Davada taraf teşkilinin tam olduğu, dava dışında paydaş veya mirasçı kalmadığı anlaşıldıktan sonra, iddia ve savunma çerçevesinde ortaklığın giderilmesine konu malın aynen taksiminin mümkün olup olmadığının tespiti için yerinde keşif yapılarak bilirkişiden rapor alınmalıdır. Eğer dava konusu edilen mal, taksimi mümkün olmayan bir taşınmaz (kat mülkiyetine konu bir bağımsız bölüm) veya taşınır (otomobil, traktör vs.) mal ise halen mevcut olup olmadığının ve hali hazırdaki durumunun tespiti bakımından keşif ve bilirkişi incelemesi yapılması da yararlı olacaktır.

Ortaklığın Giderilmesi Davasında Tensip Zaptı Nasıl Düzenlenir?

Tensip tutanağının diğer adı tensip zaptıdır. Tensip tutanağı; davanın açılmasından sonra mahkemenin davaya ilişkin yapılacak olan işleri belirttiği, dosyanın rotasını gösteren usulü işlemdir. Tensip tutanağı davanın açılmasından sonra ilk duruşmadan önce hazırlanır. Mahkeme duruşmadan önce duruşma günü belirler, dosyanın taraflarına (davacı, davalı, sanık, tanık, bilirkişi vb ) davetiye gönderir, ilgili kurumlardan müzekkere ile bilgiler talep eder. Bu tür hazırlık işlemlerinin düzenlendiği tutanağa; tensip zaptı adı verilir.

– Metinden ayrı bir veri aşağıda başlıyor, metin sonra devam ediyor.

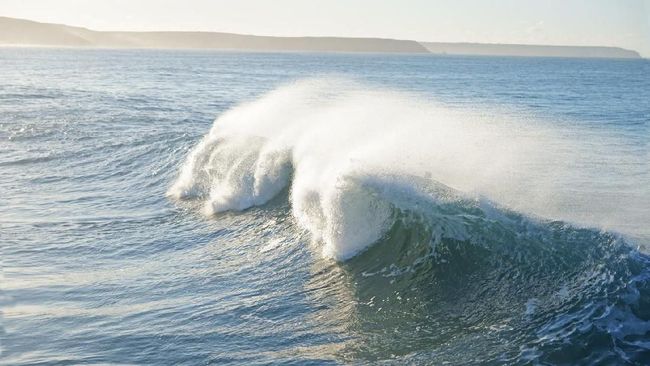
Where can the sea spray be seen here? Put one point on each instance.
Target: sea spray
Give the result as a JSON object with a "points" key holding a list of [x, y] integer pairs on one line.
{"points": [[328, 140]]}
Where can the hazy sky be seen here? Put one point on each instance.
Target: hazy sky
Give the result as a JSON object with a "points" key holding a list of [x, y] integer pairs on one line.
{"points": [[623, 23]]}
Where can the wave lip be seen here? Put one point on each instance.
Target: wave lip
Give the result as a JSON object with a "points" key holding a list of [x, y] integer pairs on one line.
{"points": [[352, 157]]}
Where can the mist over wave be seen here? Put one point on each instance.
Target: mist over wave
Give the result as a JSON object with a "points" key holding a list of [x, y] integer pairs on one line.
{"points": [[351, 155]]}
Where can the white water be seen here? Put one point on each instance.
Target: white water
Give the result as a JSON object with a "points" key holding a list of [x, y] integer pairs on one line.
{"points": [[349, 154]]}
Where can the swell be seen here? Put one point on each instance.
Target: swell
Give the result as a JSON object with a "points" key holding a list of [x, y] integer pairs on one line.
{"points": [[350, 155]]}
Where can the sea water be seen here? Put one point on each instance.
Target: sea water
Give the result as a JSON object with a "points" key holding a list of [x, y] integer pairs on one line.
{"points": [[172, 207]]}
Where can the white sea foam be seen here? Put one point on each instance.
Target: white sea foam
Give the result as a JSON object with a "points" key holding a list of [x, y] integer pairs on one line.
{"points": [[350, 154]]}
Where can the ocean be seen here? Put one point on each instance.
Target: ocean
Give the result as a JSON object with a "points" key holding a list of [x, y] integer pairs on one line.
{"points": [[200, 207]]}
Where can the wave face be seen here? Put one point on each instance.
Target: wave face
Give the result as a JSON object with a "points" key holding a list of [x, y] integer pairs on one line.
{"points": [[432, 215], [351, 155]]}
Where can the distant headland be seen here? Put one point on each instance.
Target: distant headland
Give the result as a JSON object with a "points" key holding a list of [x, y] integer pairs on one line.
{"points": [[20, 32]]}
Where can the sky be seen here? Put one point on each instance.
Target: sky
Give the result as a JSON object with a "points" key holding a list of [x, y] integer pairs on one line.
{"points": [[622, 23]]}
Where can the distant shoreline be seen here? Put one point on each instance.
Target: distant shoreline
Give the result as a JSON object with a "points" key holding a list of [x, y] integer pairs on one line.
{"points": [[26, 33]]}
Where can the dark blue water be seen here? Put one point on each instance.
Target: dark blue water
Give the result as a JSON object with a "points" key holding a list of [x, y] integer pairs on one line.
{"points": [[101, 266]]}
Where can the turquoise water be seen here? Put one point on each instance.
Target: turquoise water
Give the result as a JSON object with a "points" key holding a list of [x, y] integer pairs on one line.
{"points": [[341, 209]]}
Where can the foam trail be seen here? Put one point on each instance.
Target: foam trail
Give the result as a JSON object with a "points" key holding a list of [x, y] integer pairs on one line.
{"points": [[351, 154]]}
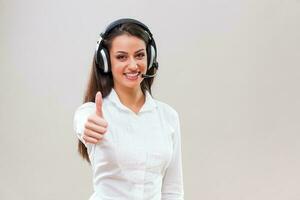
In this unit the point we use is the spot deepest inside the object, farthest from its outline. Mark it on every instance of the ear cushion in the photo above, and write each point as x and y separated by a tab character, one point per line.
103	59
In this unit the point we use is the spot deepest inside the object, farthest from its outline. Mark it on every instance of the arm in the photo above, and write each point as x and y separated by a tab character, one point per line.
80	117
172	188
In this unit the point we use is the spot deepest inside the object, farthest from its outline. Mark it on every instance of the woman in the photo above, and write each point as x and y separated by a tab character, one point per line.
131	140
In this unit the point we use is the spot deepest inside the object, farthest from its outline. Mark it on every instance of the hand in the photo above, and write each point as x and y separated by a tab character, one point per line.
96	125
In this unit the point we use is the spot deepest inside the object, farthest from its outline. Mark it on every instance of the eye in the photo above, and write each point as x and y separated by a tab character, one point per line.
140	55
121	57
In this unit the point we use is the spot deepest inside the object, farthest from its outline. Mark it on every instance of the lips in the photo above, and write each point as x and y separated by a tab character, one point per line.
132	75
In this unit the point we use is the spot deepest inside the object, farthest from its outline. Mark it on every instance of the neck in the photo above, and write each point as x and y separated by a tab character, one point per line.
131	98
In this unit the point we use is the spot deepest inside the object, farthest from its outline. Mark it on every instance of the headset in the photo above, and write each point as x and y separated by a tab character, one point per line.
102	57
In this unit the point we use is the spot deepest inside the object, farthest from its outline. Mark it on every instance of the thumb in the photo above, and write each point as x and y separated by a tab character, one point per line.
98	101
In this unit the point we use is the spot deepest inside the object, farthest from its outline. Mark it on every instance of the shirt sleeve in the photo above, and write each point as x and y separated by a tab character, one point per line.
172	188
80	117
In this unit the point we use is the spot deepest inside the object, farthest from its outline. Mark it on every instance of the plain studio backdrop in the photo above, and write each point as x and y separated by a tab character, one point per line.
230	68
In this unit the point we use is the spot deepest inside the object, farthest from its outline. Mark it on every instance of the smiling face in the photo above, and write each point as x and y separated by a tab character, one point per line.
128	61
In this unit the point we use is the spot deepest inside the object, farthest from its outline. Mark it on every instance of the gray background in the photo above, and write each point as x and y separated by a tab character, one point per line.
230	68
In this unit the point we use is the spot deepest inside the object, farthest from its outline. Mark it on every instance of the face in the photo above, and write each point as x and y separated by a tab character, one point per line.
128	61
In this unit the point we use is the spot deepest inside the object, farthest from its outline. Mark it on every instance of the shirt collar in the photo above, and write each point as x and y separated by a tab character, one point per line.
148	105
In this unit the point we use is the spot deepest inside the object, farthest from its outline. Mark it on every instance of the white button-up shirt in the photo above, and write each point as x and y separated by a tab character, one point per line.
139	157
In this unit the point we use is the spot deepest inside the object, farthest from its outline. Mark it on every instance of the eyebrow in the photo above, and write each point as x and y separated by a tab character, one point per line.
126	52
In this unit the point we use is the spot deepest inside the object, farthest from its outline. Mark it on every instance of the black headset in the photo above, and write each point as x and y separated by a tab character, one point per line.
102	58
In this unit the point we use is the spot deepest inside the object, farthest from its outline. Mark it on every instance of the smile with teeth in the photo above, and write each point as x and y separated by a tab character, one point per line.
132	75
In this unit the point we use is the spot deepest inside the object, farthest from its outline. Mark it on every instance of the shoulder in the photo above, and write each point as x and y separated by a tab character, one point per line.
168	111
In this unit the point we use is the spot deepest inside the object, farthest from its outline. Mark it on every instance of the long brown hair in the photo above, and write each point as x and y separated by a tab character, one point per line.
103	82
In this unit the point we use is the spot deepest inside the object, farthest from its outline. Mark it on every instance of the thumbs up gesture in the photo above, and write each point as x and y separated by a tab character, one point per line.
96	125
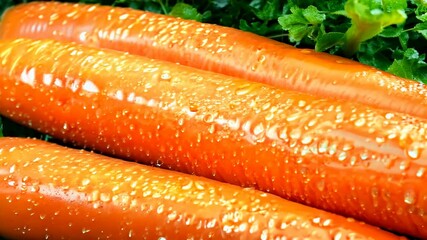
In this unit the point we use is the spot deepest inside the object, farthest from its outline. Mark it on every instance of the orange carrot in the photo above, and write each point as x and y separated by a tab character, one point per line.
347	158
215	48
48	191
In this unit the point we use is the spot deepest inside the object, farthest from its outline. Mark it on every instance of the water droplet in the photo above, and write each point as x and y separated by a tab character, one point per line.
404	165
243	89
421	172
321	185
12	168
360	122
323	146
409	197
85	181
258	129
130	234
295	133
342	156
364	155
269	116
172	216
307	139
165	76
261	58
413	151
211	129
208	118
187	186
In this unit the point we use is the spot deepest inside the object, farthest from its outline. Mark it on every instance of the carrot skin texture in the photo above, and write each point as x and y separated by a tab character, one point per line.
51	191
335	155
215	48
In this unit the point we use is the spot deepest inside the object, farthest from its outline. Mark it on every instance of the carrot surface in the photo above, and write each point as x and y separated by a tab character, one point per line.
340	156
48	191
215	48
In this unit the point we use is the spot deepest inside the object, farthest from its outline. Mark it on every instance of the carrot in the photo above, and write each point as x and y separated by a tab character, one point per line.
49	191
343	157
215	48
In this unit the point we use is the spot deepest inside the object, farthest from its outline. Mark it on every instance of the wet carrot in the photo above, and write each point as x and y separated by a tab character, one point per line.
335	155
49	191
215	48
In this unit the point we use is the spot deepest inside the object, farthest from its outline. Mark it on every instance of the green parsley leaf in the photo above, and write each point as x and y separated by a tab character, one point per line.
186	11
369	18
412	66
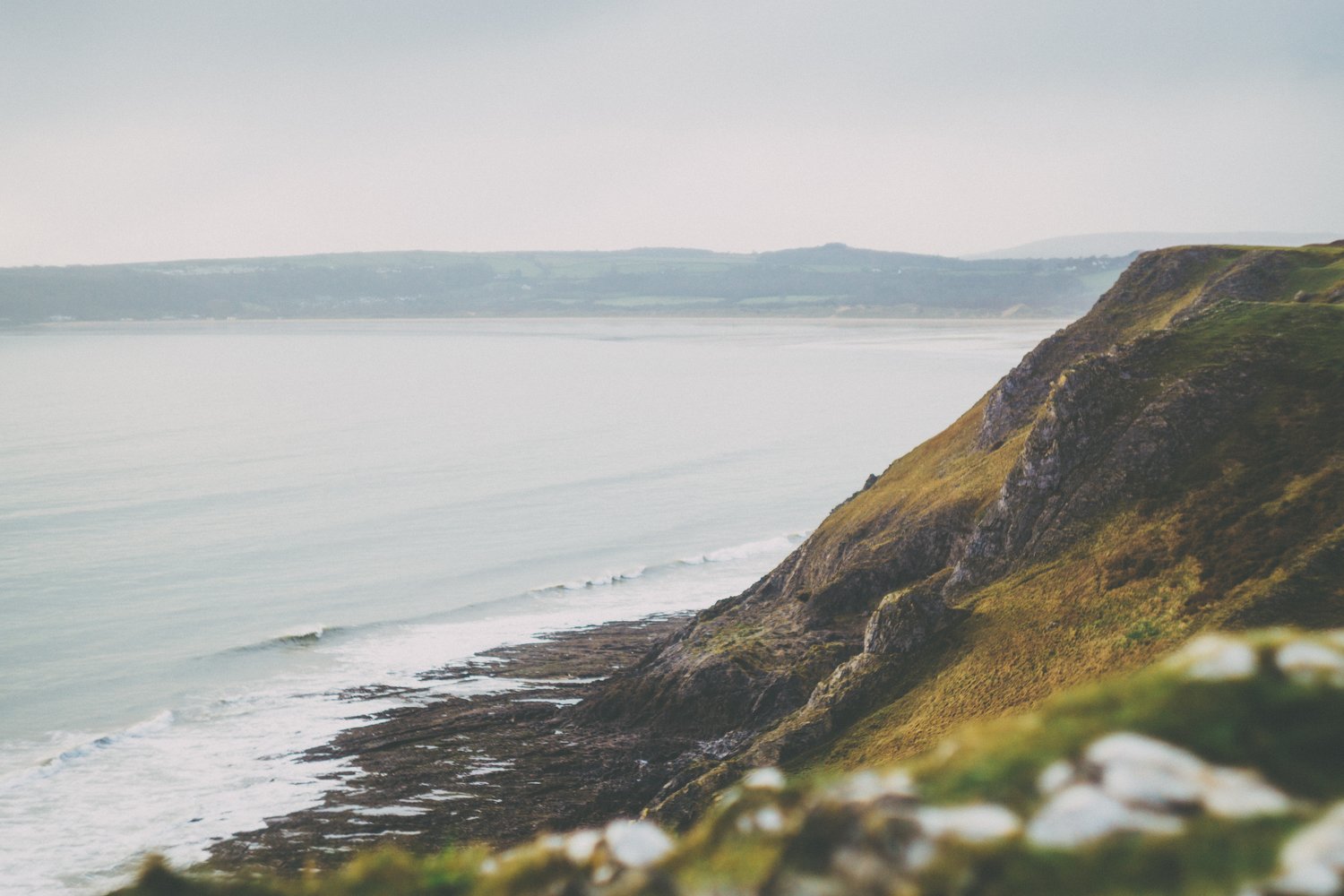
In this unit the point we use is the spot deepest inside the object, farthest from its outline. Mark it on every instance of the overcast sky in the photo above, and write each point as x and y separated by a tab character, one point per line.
174	129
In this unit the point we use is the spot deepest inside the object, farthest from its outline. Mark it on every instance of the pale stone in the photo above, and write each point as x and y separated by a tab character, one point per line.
1217	657
581	845
1317	844
919	853
1136	769
1152	786
1055	777
637	844
768	778
1126	747
1311	659
769	820
868	786
975	823
1239	793
1083	813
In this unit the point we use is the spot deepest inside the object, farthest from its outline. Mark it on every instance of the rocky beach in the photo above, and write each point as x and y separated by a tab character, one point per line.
496	766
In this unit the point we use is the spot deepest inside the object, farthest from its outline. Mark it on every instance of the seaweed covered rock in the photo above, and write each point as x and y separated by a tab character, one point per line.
1215	770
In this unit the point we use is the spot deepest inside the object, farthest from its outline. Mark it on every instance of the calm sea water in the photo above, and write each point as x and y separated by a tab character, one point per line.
207	530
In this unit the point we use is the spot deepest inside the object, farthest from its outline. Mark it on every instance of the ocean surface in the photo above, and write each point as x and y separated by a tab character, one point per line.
210	530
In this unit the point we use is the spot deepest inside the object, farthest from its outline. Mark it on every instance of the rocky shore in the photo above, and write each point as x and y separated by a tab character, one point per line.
495	766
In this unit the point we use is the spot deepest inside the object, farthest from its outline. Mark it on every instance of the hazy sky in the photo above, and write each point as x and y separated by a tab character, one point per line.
168	129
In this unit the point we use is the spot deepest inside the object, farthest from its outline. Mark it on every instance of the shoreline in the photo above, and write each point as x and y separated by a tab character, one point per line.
496	766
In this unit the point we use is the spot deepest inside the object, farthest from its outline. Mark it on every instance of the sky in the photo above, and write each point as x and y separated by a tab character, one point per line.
161	129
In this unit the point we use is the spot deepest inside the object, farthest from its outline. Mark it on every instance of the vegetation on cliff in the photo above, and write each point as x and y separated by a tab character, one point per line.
1171	462
1211	772
1168	465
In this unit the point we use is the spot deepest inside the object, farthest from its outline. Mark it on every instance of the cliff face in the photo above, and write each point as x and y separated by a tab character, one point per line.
1169	462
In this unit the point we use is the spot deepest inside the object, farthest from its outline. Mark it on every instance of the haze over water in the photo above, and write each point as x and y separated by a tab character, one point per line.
207	530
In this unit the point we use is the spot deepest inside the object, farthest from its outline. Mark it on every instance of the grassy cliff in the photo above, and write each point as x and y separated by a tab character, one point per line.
1171	463
1214	771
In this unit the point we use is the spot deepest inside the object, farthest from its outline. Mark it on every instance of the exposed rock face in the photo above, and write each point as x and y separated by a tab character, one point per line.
905	621
1073	802
1109	432
1115	411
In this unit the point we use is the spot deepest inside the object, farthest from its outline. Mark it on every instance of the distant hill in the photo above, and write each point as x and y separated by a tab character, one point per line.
824	281
1126	244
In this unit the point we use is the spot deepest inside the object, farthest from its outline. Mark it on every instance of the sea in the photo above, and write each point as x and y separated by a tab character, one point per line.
210	530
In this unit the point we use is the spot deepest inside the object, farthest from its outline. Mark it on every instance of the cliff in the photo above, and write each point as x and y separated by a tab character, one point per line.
1214	771
1168	463
1171	463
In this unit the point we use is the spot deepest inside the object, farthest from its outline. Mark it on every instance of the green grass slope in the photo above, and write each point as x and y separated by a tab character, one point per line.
1168	463
1215	771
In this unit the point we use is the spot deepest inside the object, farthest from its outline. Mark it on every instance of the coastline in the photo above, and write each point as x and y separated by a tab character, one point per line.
496	766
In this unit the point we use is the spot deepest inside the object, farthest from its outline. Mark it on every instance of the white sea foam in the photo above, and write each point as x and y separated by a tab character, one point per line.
225	762
174	538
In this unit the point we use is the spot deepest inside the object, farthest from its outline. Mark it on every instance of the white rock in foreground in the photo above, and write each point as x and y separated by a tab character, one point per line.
581	845
868	786
1055	777
975	823
1217	657
1083	813
1147	771
1314	856
1239	793
636	844
1311	659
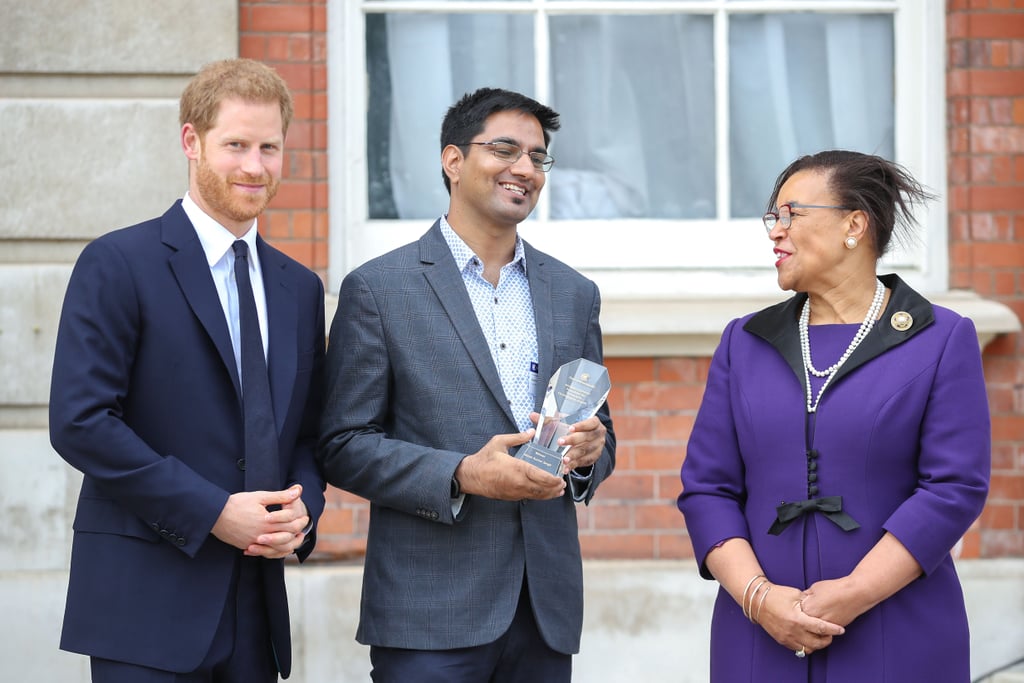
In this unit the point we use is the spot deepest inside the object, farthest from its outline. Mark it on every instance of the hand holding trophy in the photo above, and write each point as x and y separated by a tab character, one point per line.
576	392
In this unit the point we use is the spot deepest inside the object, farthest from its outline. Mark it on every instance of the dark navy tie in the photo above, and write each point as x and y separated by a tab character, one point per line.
262	471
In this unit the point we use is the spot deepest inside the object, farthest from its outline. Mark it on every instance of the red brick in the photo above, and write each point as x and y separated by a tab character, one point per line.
616	546
956	25
657	516
298	76
677	370
1003	170
982	227
627	371
659	456
300	48
662	397
999	53
1009	428
280	18
605	517
302	225
971	545
674	427
673	547
626	486
991	82
996	199
1001	110
995	25
996	138
669	484
981	283
1000	400
1017	115
1001	544
634	427
1005	457
1006	284
981	170
253	47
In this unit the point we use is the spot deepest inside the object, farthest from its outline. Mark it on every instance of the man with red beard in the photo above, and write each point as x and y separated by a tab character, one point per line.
185	388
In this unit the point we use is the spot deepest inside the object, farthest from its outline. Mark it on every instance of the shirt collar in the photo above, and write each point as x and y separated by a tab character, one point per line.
215	239
464	255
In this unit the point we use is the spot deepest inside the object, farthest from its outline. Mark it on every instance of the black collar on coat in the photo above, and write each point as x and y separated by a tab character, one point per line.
778	326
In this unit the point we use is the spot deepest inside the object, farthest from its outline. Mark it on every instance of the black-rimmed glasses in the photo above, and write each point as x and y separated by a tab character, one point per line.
510	154
784	214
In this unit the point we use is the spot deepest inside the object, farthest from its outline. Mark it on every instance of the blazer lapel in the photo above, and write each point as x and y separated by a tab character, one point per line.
193	272
445	281
282	313
777	326
540	292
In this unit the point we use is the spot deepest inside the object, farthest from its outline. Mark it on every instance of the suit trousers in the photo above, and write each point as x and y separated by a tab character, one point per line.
241	651
520	655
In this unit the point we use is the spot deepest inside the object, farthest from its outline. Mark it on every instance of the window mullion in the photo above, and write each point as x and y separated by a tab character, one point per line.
722	168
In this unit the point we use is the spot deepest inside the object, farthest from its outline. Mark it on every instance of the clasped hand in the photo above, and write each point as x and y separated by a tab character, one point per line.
784	619
247	523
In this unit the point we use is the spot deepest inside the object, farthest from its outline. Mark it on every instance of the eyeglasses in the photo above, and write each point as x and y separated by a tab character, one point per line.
510	154
784	214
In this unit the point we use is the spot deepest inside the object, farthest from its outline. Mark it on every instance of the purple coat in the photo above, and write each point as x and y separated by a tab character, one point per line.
902	434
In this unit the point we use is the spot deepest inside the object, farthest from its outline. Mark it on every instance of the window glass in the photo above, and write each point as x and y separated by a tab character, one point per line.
800	83
636	94
418	66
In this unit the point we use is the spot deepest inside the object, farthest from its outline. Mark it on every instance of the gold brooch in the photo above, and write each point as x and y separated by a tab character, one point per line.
901	321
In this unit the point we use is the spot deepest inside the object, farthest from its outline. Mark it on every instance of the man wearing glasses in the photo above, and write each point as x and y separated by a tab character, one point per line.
438	358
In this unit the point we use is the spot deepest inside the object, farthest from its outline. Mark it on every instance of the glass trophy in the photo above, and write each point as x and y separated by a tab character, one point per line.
576	392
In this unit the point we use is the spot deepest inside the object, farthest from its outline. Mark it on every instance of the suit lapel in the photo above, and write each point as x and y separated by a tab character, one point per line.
445	281
282	313
540	292
193	272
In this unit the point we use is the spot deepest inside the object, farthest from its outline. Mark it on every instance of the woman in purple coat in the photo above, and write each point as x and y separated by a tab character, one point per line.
841	451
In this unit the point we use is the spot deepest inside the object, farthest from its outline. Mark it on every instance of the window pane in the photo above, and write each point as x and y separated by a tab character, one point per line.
418	66
636	95
802	83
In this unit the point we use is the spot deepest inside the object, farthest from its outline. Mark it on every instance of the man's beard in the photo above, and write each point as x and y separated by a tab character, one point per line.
217	195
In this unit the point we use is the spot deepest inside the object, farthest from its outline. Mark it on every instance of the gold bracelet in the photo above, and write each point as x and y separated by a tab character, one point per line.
749	607
742	602
761	603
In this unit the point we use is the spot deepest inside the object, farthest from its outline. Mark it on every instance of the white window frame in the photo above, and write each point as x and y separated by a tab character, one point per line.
644	259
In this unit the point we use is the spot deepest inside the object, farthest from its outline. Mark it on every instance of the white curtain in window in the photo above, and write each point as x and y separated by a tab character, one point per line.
636	94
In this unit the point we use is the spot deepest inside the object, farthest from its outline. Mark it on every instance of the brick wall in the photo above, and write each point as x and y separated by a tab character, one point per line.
985	92
654	400
291	36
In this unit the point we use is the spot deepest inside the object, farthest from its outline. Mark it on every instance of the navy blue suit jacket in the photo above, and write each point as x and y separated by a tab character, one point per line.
145	402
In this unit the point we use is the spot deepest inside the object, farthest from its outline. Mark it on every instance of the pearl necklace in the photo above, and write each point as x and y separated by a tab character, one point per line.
805	344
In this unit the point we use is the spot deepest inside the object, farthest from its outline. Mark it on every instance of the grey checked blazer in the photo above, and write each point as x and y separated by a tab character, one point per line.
412	389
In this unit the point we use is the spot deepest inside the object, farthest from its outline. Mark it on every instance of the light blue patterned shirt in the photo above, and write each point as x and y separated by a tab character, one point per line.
506	316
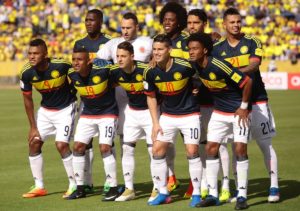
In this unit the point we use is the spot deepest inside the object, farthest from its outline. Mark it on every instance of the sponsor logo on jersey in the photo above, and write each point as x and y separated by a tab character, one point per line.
244	49
96	79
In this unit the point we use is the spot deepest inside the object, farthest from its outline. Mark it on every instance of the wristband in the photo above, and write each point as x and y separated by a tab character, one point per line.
244	105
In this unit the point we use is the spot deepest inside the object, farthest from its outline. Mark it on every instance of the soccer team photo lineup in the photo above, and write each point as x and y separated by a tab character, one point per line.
151	73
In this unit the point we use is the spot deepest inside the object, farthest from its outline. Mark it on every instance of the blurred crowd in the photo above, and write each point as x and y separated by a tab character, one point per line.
61	22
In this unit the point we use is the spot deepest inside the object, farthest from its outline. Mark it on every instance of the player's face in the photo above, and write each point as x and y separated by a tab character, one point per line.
161	51
232	24
196	51
194	24
92	23
129	29
36	55
170	22
80	61
124	58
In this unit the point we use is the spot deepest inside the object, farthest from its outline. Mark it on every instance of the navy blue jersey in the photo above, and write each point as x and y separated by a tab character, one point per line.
132	83
224	82
175	86
239	56
52	84
95	91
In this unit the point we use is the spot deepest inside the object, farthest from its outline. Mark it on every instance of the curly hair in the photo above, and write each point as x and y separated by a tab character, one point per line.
178	10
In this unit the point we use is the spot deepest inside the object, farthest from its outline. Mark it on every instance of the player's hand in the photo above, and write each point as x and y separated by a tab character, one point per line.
243	117
34	135
155	130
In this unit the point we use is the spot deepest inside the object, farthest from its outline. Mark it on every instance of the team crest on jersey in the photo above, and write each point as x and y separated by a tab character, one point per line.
212	76
96	79
178	44
139	77
55	74
177	76
244	49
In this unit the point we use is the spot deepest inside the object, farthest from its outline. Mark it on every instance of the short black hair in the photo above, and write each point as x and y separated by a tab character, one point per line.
126	46
97	12
163	38
230	11
38	42
178	10
201	14
130	15
204	39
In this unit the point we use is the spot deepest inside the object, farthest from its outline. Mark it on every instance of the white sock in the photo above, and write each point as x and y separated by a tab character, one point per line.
195	169
270	158
110	168
170	157
212	170
160	174
36	165
128	165
68	164
242	177
78	168
224	157
88	170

Her davada olduğu gibi ortaklığın giderilmesi davalarında da tensip çok önemlidir. Mahkemece tapu kayıtları ve çap örnekleri getirtilmeli, tapu kaydındaki tüm paydaşlar davaya dahil edilmelidir. Tapu kayıtlarındaki şerhler incelenmeli ve tapu kaydında eksik, yanlış veya hata varsa neden ileri geldiği araştırılmalıdır. Taraflara yapılan tebligatlar kontrol edilip, usulüne uygun yapılıp yapılmadığı denetlenmelidir.

ortakligin giderilmesi nedir
ortakligin giderilmesi

Ortaklığın Giderilmesi Davasının Konusu Nedir?

Ortaklığın giderilmesi davalarında dava konusu olanlar;

  • Birlikte mülkiyetin söz konusu olduğu tapuya kayıtlı taşınmazlar,
  • Bağımsız ve sürekli haklar,
  • Kat mülkiyetine tabi bağımsız bölümler,
  • Sicile kayıtlı gemiler ve taşınırlardır.

Para, ortaklığın giderilmesi davasında konu edilemez. Terekede para varsa, bu para için elbirliği mülkiyetinin müşterek mülkiyete çevrilmesi suretiyle (TMK’nin 644. maddesi) ortaklık giderilmelidir. Birlikte mülkiyetin söz konusu olduğu durumlarda belli bir pay hakkında ortaklığın giderilmesi istenemez. Malın tamamının dava konusu edilmesi gerekir.

Ortaklığın Giderilmesi Davasını Kimler Açabilir?

Ortaklığın giderilmesi davasını açabilenler;

  • Paydaşlardan biri veya birkaçı, diğer paydaşlara karşı açabilir.
  • Paydaş olan Hazine, belediye, il özel idareleri, vakıflar gibi tüzel kişilerin dava açma hakları bulunmaktadır.
  • İntifa hakkı sahibinin dava açma hakkı bulunmaktadır.
  • Tapuda beyanlar hanesinde lehine şerh olan kişilerin dava açma hakkı bulunmaktadır.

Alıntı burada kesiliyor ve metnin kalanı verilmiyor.